Despite the loss of her superpowers Diana Prince was far from helpless. Seeking the guidance of Master I Ching she begins to train in Kung-Fu, which was also a popular theme of the late 60’s and 70’s. She continues to battle crime and save the day, kicking ass and being beautiful while doing it just like she always has. They even traded her arguably over-sexualized classic costume for a hip, feminine professional, 70’s style pantsuit and martial arts training gi. O’Neil has stated in interviews that this was meant to convey the idea that a woman could be strong, capable, and “super” without being blessed with superhuman abilities. It seems however, that the majority of the feminist, and fan community in general, did not see it this way. On the surface, it was the removal of Wonder Woman’s superpowers that was unfortunately viewed as an assault on women’s empowerment. The backlash was fierce and within 5 years “Kung-Fu” Woman was gone and the classic Wonder Woman made her epic return much to the delight of all her admirers. Top female activist Gloria Steinem was crucial in these developing events, launching a public campaign to reinstate our more familiar Wonder Woman. DC Comics responded with a story arc which involved the death of Master I Ching, and Diana losing her memory of the entire ordeal. Wandering back to Themyscira, she becomes reunited with the Amazons and was soon back to her Greek Warrior Princess mantle complete with powers gifted by the Gods.

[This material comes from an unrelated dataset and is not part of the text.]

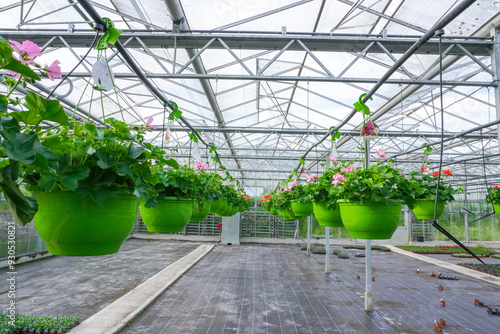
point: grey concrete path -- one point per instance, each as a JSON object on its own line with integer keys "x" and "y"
{"x": 81, "y": 286}
{"x": 258, "y": 289}
{"x": 116, "y": 315}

Later that decade Lynda Carter wowed audiences with her Wonder Woman TV series. Carter’s sexual appeal was undeniable and undoubtedly aided in the popularity of the show, but the show focused more on her strength and intelligence as a crime fighter, mystery solver, and unmistakable Superhero. The female superhero girls deserved, who was the ultimate embodiment of power, wisdom, love and compassion who served as the cultural phenomenon needed to help shape the face of women’s liberation in the 1970’s. Now Diana Prince’s status was further solidified as the voice of empowerment. In the new millennium Wonder Woman was ably portrayed by voice actress Susan Eisenberg in the Justice League DC Animated Series.

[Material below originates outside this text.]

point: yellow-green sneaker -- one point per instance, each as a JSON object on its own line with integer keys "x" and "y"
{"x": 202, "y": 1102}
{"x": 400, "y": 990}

Almost 40 years later, despite a few bumps along the way, Wonder Woman’s importance has been officially acknowledged by the United Nations. In addition to that, after all these years, we are finally getting a full length Wonder Woman Movie. Meanwhile sadly, now in 2016, the approbation of women is once again in question in public discourse, luckily Wonder Woman is here once again as well to answer the call.

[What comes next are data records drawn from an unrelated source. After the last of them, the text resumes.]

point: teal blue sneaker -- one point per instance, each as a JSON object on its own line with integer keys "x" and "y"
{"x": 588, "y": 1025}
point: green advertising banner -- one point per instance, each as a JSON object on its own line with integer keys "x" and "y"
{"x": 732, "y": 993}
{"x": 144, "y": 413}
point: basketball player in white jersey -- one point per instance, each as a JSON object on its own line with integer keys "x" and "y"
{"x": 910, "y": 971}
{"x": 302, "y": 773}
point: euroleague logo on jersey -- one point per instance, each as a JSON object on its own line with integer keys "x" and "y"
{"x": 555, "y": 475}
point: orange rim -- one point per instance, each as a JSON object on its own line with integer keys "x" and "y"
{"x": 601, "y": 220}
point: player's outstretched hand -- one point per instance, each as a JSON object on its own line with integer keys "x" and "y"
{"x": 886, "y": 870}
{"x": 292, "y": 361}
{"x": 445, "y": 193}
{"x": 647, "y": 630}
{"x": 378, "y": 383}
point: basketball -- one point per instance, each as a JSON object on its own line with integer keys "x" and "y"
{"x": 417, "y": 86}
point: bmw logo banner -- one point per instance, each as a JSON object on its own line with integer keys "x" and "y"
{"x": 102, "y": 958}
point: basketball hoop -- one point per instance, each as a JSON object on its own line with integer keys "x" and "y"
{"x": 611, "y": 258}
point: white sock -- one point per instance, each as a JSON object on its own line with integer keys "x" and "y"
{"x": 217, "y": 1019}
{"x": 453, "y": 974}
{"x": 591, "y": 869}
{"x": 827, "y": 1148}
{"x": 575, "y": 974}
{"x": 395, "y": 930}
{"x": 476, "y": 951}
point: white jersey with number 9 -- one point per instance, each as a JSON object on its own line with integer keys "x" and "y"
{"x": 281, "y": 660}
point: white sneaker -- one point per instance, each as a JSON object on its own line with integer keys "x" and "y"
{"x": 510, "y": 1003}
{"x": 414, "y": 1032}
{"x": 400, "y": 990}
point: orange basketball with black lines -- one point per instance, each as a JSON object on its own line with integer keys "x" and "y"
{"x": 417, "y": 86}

I must stress that it is not my place to state the true intentions of the talent behind these less than appreciated creative decisions, nor whether the opposition of them was justified or not based an their interpretation. I do however, find it very difficult to believe that legendary comic book writer Dennis O’Neil intentionally set out to belittle women with his story, but that is in many circumstances beside the point. Always in fiction the fans can become even more attached to stories and characters than the creators are, in a manner of speaking, taking partial ownership of them, and taking it very personally when these characters don’t match the ideal the followers have attached to them. This is normal and to be expected with popular works. In these situation’s, the fan’s mass perception becomes more important than the artist’s. Creators must accept this, especially in the world of comic book writing. Partially because if a creative choice in comics takes a turn for the worst it can, and will, be easily amended. This, along with comics routinely reflecting social and political trends, granting Wonder Woman’s voice the ability to change and evolve over the last 75 years to fulfill the needs of those she represents, are all factors that contribute to Wonder Woman’s ever-growing role as The Ambassador of Women’s Empowerment.
The hero of women and of all mankind, a title she is guaranteed to carry for decades to come.